While rates have improved since the statistical high points in the mid-’90s, youth suicide rates have remained among the highest by age group.

We cannot accept these levels of youth suicide as inevitable, intractable, or as a sad but unavoidable fact of life. Professor Sir Peter Gluckman, the Prime Minister’s Chief Science Advisor, recently released a sobering report titled Youth Suicide in New Zealand: A Discussion Paper. It emphasises that it is wrong to see youth suicide as purely a mental health issue. While this may be one driver, other risk factors are an array of inter-related issues, and often difficult to isolate. These include socio-demographic factors, poor family relationships, impulsivity, low self-esteem, hopelessness, loneliness, drug and alcohol misuse, and suicidal behaviour amongst family and friends.

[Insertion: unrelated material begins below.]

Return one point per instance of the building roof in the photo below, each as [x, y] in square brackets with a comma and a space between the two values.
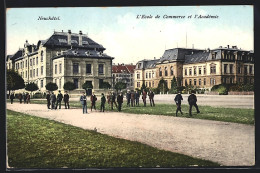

Adolescence is a vulnerable and potentially volatile period. Reflecting on this report, some interesting questions came to my mind:

  • Given that more than half of youth suicides involve alcohol or illicit drug exposure, why are these drugs so easily available to children?
  • How do we build mental resilience and reduce impulsive behaviour in our teenagers?
  • What is the relationship between social media and bullying?
  • What are the effects of child material disadvantage and relative income-related child poverty—a relatively recent phenomenon?

In youth suicide statistics, as in so many other child measures, Māori are drastically over-represented. Past attempts to address this over-representation from a deficit-based, Western worldview have failed. I encourage more efforts to draw on the wisdom of Te Ao Māori for positive, strengths-based solutions.

Gluckman helpfully concludes that working closer with communities in co-designing solutions will be crucial to making a difference. It is not enough to carve out a few specific elements to tackle youth suicide—in doing this in the past we have failed to take account of the whole young person.

We need to address the range of challenges that face children and young people. This means fostering connections with community, family and culture. It means listening and talking to young people about the issues that affect them.
Youth suicide is not inevitable. It changed rapidly for the worse 30 years ago. It could change for the better today. We can and must do better.